Evening Reading for August 19

John 15:9-14
Suggested further reading: 1 Corinthians 13:1-7

We should observe how our Lord speaks of the grace of brotherly love. He returns to it a second time, though he has already spoken of it in the former part of his discourse. He would have us know that we can never think too highly of love, attach too much weight to it, labour too much to practise it. Truths which our Master thinks it needful to enforce on us by repetition must needs be of first-class importance.

He commands us to love one another. `This is my commandment.' It is a positive duty laid on our consciences to practise this grace. We have no more right to neglect it than any of the ten precepts given on Mount Sinai.

He supplies the highest standard of love: `Love one another, as I have loved you.' No lower measure must content us. The weakest, the lowest, the most ignorant, the most defective disciple is not to be despised. All are to be loved with an active, self-denying, self-sacrificing love. He that cannot do this, or will not try to do it, is disobeying the command of his Master.

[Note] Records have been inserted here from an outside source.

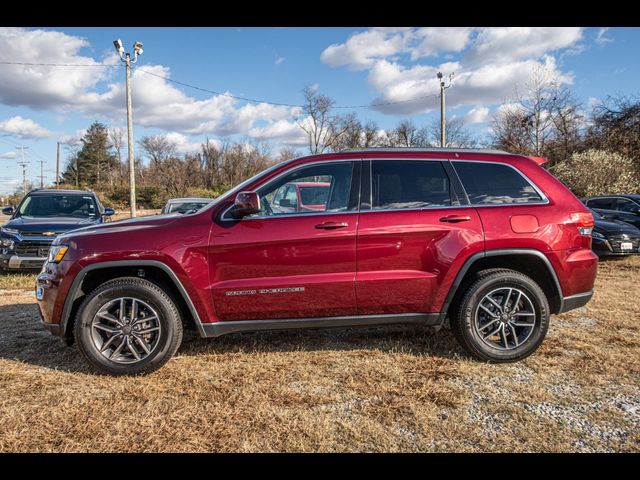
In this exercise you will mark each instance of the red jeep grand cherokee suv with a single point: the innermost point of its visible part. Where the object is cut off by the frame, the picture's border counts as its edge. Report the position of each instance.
(487, 238)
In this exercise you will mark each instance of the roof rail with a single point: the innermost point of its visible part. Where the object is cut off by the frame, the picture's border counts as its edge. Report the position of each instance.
(427, 149)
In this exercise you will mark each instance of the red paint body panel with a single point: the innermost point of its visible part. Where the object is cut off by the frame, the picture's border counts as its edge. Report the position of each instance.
(288, 252)
(381, 262)
(405, 258)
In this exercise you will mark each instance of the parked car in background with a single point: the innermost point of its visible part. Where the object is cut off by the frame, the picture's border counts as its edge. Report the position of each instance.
(182, 205)
(616, 207)
(41, 216)
(298, 197)
(488, 239)
(614, 237)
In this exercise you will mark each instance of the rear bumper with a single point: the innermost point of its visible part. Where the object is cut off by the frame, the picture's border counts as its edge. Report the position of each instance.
(575, 301)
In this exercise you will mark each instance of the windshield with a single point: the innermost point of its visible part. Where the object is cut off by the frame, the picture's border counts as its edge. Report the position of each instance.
(58, 206)
(185, 207)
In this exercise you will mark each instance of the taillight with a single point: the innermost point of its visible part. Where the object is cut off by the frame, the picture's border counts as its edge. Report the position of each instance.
(584, 222)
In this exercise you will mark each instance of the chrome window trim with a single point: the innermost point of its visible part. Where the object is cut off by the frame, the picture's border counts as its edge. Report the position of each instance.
(416, 209)
(545, 199)
(224, 218)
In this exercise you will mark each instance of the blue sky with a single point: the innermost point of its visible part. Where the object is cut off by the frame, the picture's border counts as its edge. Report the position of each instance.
(356, 66)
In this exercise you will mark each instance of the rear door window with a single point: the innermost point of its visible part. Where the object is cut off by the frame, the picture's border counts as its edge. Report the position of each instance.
(602, 203)
(400, 184)
(626, 205)
(495, 183)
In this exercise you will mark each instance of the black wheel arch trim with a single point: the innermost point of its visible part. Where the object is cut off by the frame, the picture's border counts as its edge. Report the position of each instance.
(494, 253)
(77, 281)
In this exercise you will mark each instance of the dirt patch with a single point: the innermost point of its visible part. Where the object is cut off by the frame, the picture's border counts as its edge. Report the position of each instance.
(374, 389)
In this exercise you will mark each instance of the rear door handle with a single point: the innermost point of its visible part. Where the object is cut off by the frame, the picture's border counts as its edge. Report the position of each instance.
(331, 225)
(455, 218)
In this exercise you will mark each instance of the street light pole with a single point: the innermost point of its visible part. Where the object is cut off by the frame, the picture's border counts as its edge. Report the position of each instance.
(443, 123)
(126, 58)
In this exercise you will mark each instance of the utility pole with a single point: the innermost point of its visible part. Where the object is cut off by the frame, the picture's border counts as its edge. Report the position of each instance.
(41, 173)
(126, 58)
(23, 164)
(443, 135)
(58, 167)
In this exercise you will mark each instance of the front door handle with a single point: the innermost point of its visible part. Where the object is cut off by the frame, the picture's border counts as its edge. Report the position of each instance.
(331, 225)
(455, 218)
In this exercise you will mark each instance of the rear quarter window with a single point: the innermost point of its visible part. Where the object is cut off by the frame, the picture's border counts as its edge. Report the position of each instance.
(495, 184)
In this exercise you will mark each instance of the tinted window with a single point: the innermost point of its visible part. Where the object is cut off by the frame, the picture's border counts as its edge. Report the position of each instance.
(493, 183)
(314, 195)
(604, 203)
(335, 177)
(185, 207)
(409, 184)
(625, 205)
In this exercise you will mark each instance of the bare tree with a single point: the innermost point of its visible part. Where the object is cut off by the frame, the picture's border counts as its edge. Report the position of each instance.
(158, 148)
(406, 134)
(355, 134)
(543, 119)
(457, 134)
(323, 128)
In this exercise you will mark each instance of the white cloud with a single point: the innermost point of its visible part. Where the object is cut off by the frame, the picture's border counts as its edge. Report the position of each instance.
(601, 39)
(288, 133)
(182, 143)
(362, 49)
(489, 63)
(24, 128)
(511, 43)
(100, 91)
(477, 115)
(434, 40)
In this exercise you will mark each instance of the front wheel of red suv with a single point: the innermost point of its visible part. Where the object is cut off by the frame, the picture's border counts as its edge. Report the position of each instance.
(502, 316)
(128, 326)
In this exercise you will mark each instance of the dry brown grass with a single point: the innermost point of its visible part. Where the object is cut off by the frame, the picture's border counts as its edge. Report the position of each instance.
(378, 389)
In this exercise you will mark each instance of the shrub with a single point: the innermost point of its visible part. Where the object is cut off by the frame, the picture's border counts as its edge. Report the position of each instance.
(598, 172)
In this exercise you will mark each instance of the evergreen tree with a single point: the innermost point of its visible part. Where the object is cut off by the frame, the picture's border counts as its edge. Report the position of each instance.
(94, 164)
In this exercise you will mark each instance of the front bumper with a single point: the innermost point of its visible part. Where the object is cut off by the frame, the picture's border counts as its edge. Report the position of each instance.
(50, 290)
(16, 262)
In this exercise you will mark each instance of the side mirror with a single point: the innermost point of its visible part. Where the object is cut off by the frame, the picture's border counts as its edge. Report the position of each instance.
(247, 203)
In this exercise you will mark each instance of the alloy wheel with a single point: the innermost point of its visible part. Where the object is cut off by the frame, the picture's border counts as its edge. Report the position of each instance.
(505, 318)
(125, 330)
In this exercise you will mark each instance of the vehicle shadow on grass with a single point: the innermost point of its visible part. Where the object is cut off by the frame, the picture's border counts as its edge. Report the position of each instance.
(24, 339)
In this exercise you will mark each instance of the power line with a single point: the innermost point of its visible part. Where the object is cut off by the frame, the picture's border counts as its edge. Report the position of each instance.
(216, 92)
(33, 64)
(253, 100)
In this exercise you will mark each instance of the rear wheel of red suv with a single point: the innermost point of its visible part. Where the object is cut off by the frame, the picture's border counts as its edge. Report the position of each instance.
(502, 316)
(128, 326)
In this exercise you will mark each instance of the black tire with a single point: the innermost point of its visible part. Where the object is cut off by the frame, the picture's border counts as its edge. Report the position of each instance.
(169, 319)
(466, 330)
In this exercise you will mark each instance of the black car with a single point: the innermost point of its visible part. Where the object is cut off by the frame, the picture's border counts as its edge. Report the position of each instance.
(616, 207)
(613, 237)
(41, 216)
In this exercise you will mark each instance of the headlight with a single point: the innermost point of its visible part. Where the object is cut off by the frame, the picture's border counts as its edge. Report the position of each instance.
(56, 253)
(10, 231)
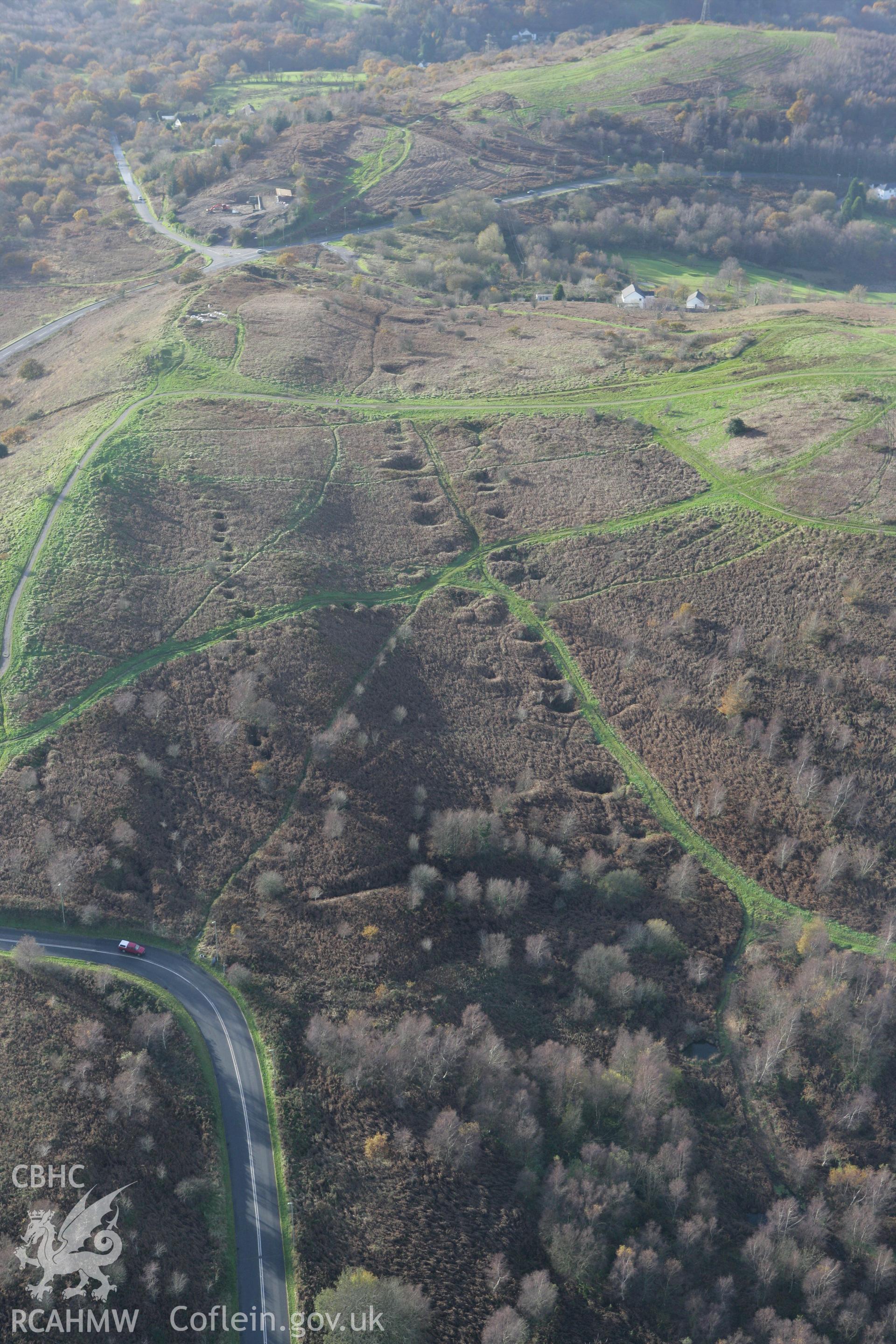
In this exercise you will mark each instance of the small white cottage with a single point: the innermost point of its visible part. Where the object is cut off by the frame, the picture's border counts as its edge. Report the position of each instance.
(636, 297)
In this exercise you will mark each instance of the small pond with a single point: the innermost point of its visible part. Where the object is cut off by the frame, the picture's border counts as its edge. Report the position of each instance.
(700, 1050)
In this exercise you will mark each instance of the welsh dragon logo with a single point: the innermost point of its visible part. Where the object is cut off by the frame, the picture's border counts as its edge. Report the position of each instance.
(61, 1254)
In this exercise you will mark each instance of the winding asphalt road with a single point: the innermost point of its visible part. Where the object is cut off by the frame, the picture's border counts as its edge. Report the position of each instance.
(218, 259)
(261, 1271)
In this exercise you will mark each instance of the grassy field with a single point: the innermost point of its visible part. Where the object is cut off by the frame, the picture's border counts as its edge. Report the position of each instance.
(652, 269)
(284, 84)
(736, 58)
(389, 155)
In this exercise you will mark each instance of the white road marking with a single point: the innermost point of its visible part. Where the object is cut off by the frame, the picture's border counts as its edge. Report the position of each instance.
(94, 952)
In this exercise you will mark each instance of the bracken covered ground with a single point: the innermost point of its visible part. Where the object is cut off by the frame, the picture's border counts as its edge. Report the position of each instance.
(441, 682)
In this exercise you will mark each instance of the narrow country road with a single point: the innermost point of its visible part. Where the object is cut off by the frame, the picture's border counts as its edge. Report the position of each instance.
(261, 1272)
(218, 259)
(30, 339)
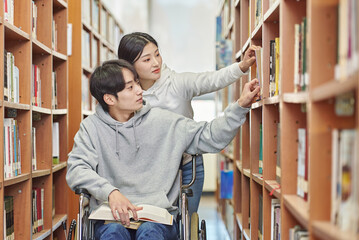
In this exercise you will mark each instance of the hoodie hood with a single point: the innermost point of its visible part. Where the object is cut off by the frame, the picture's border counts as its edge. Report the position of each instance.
(116, 125)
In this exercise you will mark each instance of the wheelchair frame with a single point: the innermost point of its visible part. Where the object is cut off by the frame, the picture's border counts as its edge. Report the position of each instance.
(85, 229)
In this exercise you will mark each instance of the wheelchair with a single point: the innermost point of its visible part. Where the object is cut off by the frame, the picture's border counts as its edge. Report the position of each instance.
(83, 228)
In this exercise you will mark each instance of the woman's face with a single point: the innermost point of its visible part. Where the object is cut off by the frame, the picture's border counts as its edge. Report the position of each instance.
(148, 65)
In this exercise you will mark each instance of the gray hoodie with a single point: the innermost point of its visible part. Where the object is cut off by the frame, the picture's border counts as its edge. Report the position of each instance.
(141, 157)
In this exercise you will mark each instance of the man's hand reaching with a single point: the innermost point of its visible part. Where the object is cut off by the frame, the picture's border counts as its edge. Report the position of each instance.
(249, 93)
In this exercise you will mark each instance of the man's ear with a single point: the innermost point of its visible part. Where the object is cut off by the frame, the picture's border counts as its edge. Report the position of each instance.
(109, 99)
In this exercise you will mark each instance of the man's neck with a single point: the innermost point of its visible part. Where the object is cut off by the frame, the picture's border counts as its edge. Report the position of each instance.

A precept like this should stir up in us great searchings of heart. It condemns the selfish, ill-natured, jealous, ill-tempered spirit of many professing Christians with a sweeping condemnation. Sound views of doctrine and knowledge of controversy will avail us nothing at last, if we have known nothing of love. Without charity we may pass muster very well as churchmen but without charity we are no better, says St Paul, than `sounding brass and tinkling cymbal' (1 Cor. 13:1). Where there is no Christ-like love, there is no grace, no work of the Spirit and no reality in our religion. Blessed are they that do not forget Christ's commandment! They are those who shall have right to the tree of life and enter the celestial city. The unloving Christian is unmeet for heaven.

For meditation: The Christian has a responsibility of love towards all men, but especially towards his fellow believers.